The Passport: Back to our Roots project has raised money through a ticket draw for shows, including this one which will take place once Covid-19 restrictions have been lifted.
The 45-year-old musician has raised £2,193, all of which will directly support the Music Venue Trust Crisis Fund and the Windmill, a venue central to south-London’s burgeoning Punk scene.
It is credited for the development of Shame, Black Midi and Goat Girl – artists who have all broken the top 40 of the Album charts in the past three years – and Tunstall stressed the influence of these venues on the career-trajectory of young musicians.
She said: “Independent venues provided me as a young person with a sense of optimism. They were the route to making a living as an artist. Without these venues there is no route.
“They are the places where you begin, they are where you cut your teeth, they are where you make friendships.
“Now, the new musicians who are about to go on tour or about to release music will suffer enormously from what is happening.”
However, it is not just the artist that are suffering, nor is it simply the buildings they play in that are at risk.
To Tunstall, fans will lose a crucial source of escapism whilst the wider community will suffer if they are no longer able to congregate at these venues.
She explained: “Music’s eco-system is deep and wide and complex, and a lot of people benefit from it.
“Often, they are the place where people go to have a bad week turned around.
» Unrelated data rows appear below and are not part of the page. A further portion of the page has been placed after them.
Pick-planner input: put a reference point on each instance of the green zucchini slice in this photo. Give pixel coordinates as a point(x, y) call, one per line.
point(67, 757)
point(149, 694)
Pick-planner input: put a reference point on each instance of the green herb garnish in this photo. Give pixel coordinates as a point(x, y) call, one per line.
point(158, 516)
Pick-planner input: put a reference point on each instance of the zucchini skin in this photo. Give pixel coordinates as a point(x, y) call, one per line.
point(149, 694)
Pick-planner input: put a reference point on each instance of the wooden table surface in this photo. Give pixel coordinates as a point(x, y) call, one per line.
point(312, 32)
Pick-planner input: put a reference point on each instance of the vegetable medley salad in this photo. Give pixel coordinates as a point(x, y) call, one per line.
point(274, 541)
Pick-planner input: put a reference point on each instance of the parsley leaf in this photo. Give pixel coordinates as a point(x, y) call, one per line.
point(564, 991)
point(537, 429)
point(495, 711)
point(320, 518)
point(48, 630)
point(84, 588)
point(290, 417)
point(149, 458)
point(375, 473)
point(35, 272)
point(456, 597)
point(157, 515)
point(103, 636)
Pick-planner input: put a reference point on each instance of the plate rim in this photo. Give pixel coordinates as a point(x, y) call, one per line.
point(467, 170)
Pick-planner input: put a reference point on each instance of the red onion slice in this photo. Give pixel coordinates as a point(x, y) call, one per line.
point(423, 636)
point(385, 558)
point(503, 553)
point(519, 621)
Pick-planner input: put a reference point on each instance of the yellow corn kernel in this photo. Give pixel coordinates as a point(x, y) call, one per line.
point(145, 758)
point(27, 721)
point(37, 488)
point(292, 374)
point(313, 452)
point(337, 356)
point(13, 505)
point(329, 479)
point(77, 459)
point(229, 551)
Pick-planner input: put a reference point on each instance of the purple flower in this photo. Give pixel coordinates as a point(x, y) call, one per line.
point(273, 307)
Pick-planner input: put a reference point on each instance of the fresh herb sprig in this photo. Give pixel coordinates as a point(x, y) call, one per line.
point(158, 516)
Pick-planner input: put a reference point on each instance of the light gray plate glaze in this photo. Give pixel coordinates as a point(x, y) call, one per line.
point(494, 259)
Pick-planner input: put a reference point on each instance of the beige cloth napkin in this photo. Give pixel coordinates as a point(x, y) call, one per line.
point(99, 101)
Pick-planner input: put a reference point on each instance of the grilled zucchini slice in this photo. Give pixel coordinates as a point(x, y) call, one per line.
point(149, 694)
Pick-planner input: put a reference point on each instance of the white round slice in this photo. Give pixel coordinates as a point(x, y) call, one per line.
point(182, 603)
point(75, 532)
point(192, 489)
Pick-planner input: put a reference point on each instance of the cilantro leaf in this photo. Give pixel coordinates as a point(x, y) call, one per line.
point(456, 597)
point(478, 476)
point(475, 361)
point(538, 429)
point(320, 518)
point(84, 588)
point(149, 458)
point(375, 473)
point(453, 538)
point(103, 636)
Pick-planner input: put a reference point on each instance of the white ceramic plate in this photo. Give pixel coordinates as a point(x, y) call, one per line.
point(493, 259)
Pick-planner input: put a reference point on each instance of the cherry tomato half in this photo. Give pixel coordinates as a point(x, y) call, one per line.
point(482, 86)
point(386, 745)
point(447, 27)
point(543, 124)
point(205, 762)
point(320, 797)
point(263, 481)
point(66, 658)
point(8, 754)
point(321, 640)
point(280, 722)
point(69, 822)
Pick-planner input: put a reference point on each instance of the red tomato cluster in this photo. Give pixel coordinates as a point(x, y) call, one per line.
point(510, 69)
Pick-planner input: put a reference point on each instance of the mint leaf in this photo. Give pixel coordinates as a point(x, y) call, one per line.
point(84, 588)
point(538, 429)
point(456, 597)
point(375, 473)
Whether it’s an act you have never seen, or your favourite band – going to see a gig can lift you from the challenges you’ve had.
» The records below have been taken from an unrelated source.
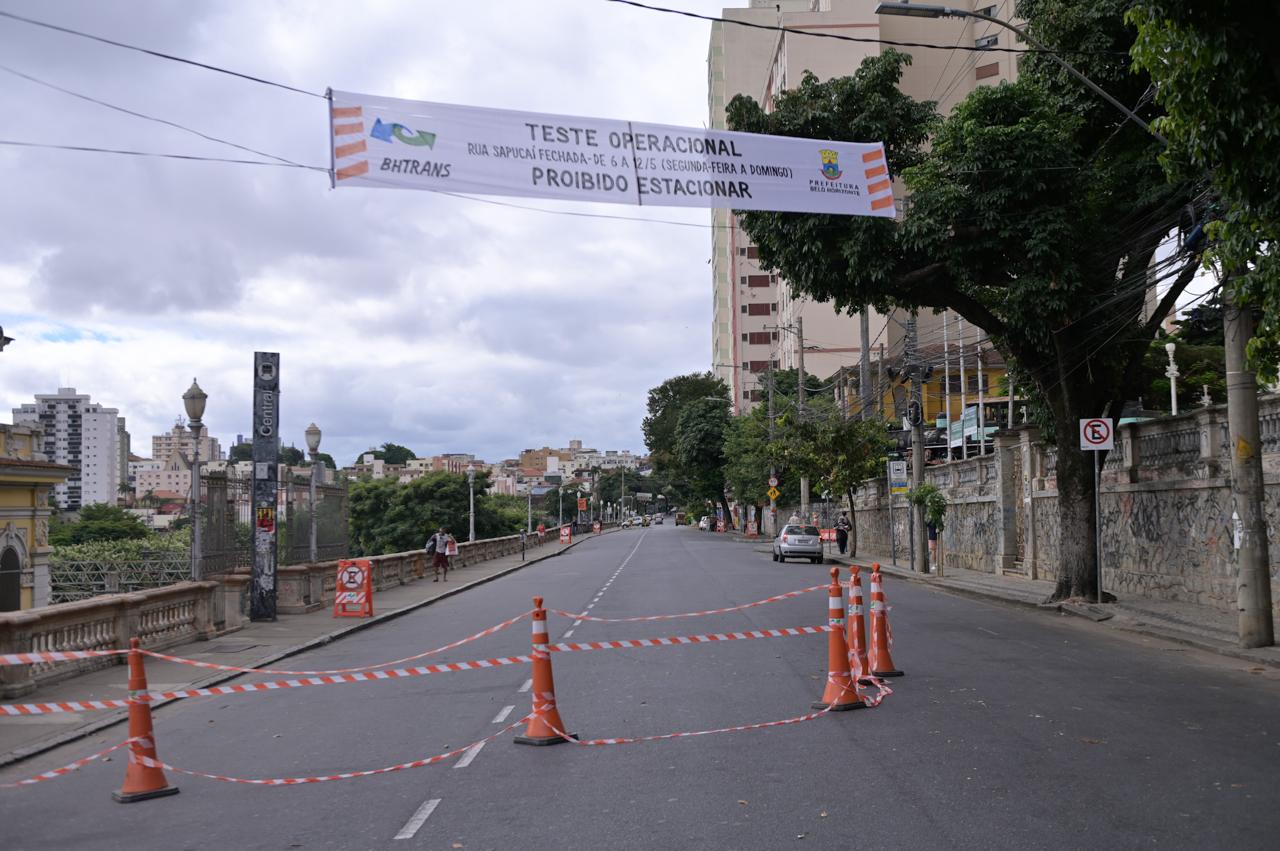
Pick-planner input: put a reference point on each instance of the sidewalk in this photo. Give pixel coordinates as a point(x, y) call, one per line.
point(1198, 626)
point(259, 644)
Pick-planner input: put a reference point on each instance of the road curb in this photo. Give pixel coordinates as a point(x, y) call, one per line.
point(120, 715)
point(1147, 630)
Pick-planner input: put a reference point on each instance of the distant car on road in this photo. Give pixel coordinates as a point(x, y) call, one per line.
point(798, 541)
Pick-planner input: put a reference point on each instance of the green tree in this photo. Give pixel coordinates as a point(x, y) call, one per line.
point(391, 453)
point(97, 522)
point(389, 517)
point(700, 448)
point(1034, 214)
point(1217, 78)
point(664, 406)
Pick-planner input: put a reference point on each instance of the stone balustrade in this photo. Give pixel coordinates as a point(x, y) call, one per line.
point(197, 611)
point(158, 617)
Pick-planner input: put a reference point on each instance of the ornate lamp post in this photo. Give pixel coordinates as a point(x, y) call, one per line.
point(1171, 374)
point(193, 399)
point(471, 489)
point(312, 435)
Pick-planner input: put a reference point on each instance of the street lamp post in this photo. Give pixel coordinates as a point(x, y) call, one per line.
point(193, 399)
point(471, 494)
point(1171, 374)
point(312, 435)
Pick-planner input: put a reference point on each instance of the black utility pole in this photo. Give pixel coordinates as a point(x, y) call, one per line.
point(266, 457)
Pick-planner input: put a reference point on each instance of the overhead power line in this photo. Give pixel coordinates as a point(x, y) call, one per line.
point(145, 117)
point(794, 31)
point(159, 155)
point(158, 54)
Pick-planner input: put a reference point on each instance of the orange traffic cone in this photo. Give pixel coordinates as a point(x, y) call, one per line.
point(855, 628)
point(840, 694)
point(141, 781)
point(545, 726)
point(882, 636)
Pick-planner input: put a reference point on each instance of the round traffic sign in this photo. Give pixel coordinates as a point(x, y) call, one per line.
point(1096, 431)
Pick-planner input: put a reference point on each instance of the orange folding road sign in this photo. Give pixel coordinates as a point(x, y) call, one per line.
point(355, 590)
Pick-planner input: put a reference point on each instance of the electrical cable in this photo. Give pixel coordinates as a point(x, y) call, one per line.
point(794, 31)
point(167, 156)
point(145, 117)
point(156, 54)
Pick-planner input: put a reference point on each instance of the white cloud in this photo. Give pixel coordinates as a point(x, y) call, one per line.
point(439, 323)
“Independent venues are providing the same service as an arts centre or a youth club – the community hugely benefits.
“That’s why these venues should be given business tax breaks as community centres – this is something that I champion through being an ambassador for the Music Venue Trust.
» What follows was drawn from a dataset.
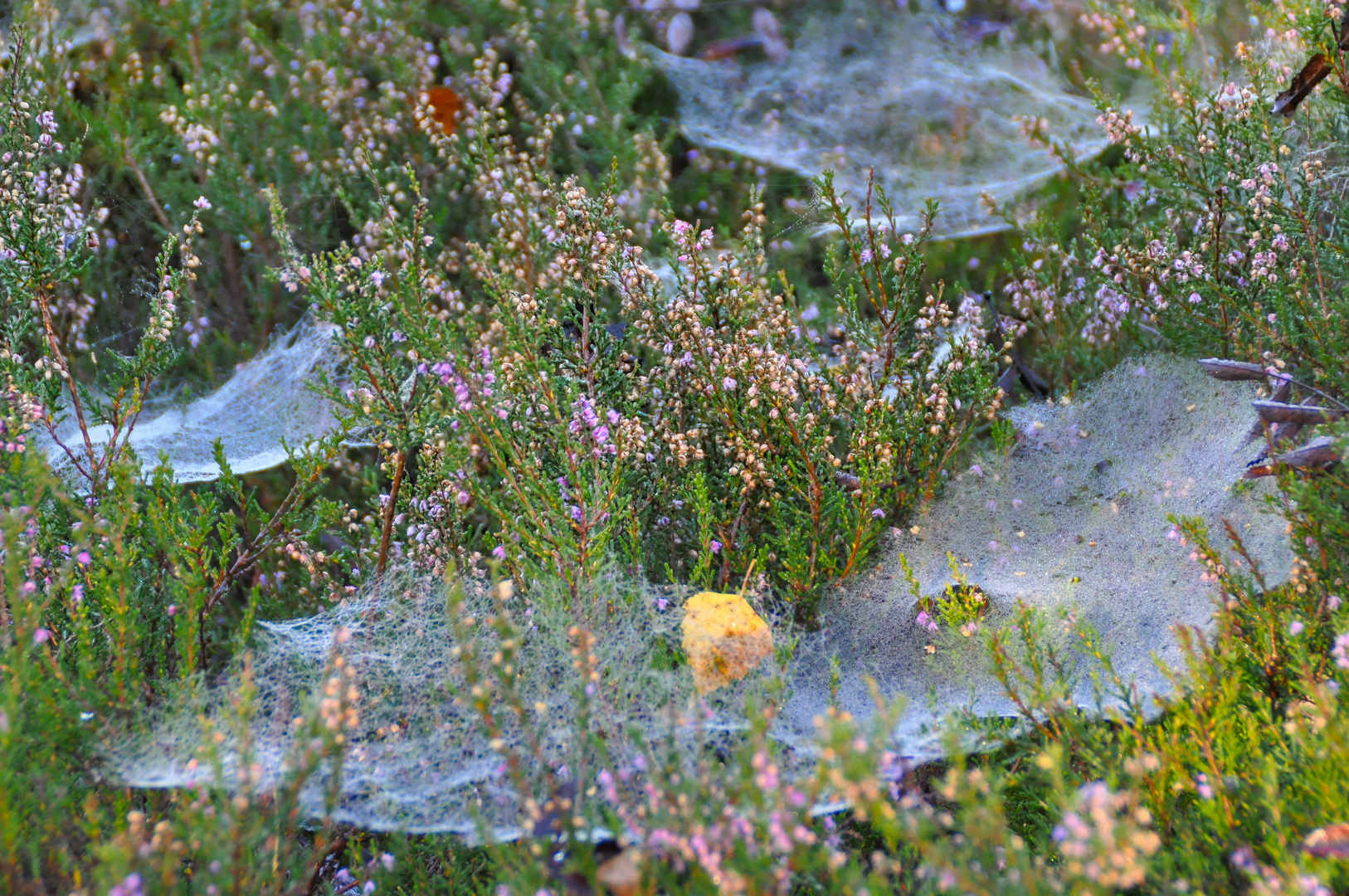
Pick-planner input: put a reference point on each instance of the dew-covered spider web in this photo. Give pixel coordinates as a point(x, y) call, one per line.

“These venues are packed with specifically skilled people that have learnt what they do on the job for years – venue owners, staff, production managers, stage managers, sound engineers, lighting engineers – the venues can’t run without them.
“It’s a worthwhile pursuit to help the public at large realise that the 200,000 mostly freelance workers in the UK are suffering mentally because of their freelance nature – they are not necessarily eligible for some of the Government support that’s out there.”
So, what now? Like many industries, the existential threat live music is facing is critical.
Tunstall admits as much. Yet she is not without hope.
She said: “Being completely honest it’s going to take quite a long time to recover. I don’t think it’s going to be ‘business as usual’ next year.
“Even when it is more normal, we’re going have a tsunami of musicians and crew as well, desperately in need of money, who will all want to get back to gigging at the same time. It’s going to be really bumpy, and not everyone is going to get a job.
“Musicians have got to get creative – that’s the light at the end of the tunnel.
“You can slag social media off as much as you like but at the moment that’s the only thing musicians have in terms of communicating with fans are trying to share music.
“There always has been there always will be good music coming through. It’s a force of nature that will never change.”